Nothing much happens to intelligent agents - because an intelligent agents' original priors mostly get left behind shortly after they are born - and get replaced by evidence-based probability estimates of events happening. If convincing evidence comes in that the world is uncomputable, that just adds to the enormous existing stack of evidence they have about the actual frequencies of things.
Anyhow, priors being set to 0 or 1 is not a problem for observable sense data. No finite sense data has p assigned to 0 or 1 under the universal prior - so an agent can always update successfully - if it gets sufficient evidence that a sequence was actually produced. So, if it sees a system that apparently solves the halting problem for arbitrary programs, that is no big deal for it. It may have found a Turing oracle! Cool!
I suppose it might be possible to build an semi-intelligent agent with a particular set of priors permanently wired into it - so the agent was incapable of learning and adapting if its environment changed. Organic intelligent agents are not much like that - and I am not sure how easy it would be to build such a thing. Such agents would be incapable of adapting to an uncomputable world. They would always make bad guesses about uncomputable events. However, this seems speculative - I don't see why people would try to create such agents. They would do very badly in certain simulated worlds - where Occam's razor doesn't necessarily hold true - and it would be debatable whether their intelligence was really very "general".
The reason the universal prior is called "universal" is because given initial segments, where the infinite strings come from any computable distribution, and updating on those samples, it will, in fact, converge to the actual distribution on what the next bit should be. Now I'll admit to not actually knowing the math here, but it seems to me that if most any prior had that property, as you seem to imply, we wouldn't need to talk about a universal prior in the first place, no?
Also, if we interpret "universe" as "the actual infinite string that these segments are initial segments" of, then, well... take a look at that sum you posted and decompose it. The universal prior is basically assigning a probability to each infinite string, namely the sum of the probabilities of programs that generate it, and then collapsing that down to a distribution on initial segments in the obvious way. So if we want to consider its hypotheses about the actual law of the universe, the whole string, it will always assign 0 probability to an uncomputable sequence.
Convergence is more the result of the updates than the original prior. All the initial prior has to be to result in convergence is not completely ridiculous (1, 0, infinitessimals, etc). The idea of a good prior is that it helps initially, before an agent has any relevant experience to go on. However, that doesn't usually last for very long - real organic agents are pretty quickly flooded with information about the state of the universe, and are then typically in a much better position to make probabililty estimates. You could build agents that were very confident in their priors - and updated them slowly - but only rarely would you want an agent that was handicapped in its ability to adapt and learn.

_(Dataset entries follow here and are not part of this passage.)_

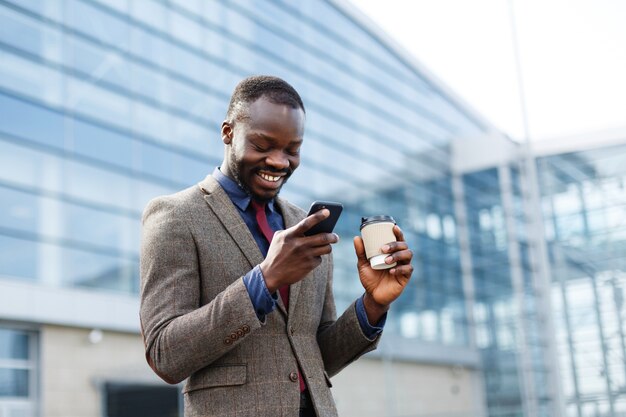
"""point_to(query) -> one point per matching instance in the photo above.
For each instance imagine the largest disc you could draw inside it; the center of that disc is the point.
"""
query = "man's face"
(263, 150)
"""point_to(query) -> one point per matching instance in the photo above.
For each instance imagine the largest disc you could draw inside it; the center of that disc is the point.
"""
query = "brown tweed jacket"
(198, 321)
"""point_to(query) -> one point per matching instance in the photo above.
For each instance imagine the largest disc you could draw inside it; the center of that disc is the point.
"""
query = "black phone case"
(327, 225)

Picking the best reference machine would be nice - but I think most people understand that for most practical applications, it doesn't matter - and that even a TM will do.

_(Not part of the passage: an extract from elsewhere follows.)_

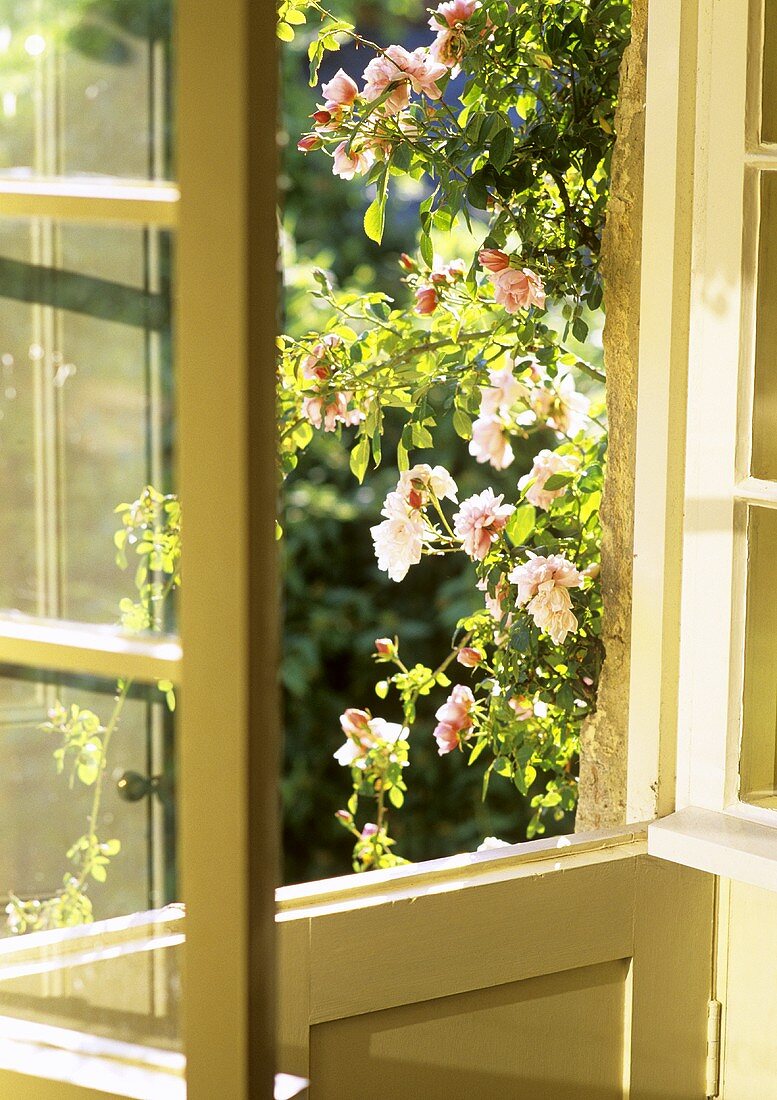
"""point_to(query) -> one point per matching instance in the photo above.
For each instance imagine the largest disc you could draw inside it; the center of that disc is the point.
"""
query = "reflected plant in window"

Prior determines how evidence informs your estimates, what things you can consider. In order to "replace priors with evidence-based probability estimates of events", you need a notion of event, and that is determined by your prior.

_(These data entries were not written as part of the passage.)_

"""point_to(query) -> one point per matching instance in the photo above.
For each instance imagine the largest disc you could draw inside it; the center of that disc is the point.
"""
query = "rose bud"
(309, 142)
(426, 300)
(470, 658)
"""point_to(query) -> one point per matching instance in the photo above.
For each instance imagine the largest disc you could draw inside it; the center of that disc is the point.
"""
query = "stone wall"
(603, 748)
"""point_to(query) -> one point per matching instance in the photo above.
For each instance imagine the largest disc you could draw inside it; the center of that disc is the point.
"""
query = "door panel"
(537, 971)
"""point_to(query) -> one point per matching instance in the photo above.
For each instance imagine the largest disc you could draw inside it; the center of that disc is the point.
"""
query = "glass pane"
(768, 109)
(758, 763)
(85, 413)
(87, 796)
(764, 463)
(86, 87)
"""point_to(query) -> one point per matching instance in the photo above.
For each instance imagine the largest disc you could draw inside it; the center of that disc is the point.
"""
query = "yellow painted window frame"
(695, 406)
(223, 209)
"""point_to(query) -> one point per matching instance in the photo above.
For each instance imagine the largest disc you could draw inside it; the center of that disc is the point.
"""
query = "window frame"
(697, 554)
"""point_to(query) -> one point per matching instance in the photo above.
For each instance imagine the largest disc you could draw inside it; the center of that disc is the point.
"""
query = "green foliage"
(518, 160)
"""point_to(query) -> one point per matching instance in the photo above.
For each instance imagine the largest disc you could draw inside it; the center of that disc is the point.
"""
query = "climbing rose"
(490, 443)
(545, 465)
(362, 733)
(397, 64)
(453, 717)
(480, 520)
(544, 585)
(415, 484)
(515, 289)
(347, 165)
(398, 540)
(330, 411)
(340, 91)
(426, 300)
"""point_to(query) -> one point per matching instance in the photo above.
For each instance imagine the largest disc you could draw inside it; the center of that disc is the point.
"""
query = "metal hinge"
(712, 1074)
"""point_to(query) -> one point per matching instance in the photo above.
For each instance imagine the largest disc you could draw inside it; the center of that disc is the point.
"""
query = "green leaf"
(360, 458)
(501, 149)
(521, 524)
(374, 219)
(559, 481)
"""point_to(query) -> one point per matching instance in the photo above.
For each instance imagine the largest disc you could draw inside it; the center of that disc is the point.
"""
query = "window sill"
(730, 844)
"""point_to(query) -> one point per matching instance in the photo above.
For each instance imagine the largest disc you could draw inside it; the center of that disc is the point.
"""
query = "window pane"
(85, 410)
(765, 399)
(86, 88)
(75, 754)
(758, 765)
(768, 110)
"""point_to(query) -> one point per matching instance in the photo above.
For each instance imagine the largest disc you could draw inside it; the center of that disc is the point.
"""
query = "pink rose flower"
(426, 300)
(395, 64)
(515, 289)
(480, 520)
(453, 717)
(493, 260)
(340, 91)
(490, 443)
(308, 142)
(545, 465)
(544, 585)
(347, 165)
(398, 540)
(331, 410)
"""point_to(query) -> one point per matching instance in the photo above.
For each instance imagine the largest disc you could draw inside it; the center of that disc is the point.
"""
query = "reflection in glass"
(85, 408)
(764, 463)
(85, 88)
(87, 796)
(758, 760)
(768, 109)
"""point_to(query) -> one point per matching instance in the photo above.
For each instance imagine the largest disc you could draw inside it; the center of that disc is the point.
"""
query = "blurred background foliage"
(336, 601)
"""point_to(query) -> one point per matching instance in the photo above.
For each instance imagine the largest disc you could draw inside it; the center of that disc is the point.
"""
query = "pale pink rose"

Prior evaluates, but it doesn't dictate what is being evaluated. In this case, "events happening" refers to subjective anticipation, which in turn refers to prior, but this connection is far from being straightforward.
"Determined" in the sense of "weakly influenced". The more actual data you get, the weaker the influence of the original prior becomes - and after looking at the world for a little while, your original priors become insignificant - swamped under a huge mountain of sensory data about the actual observed universe.
Priors don't really affect what things you can consider - since you can consider (and assign non-zero probability to) receiving any sensory input sequence.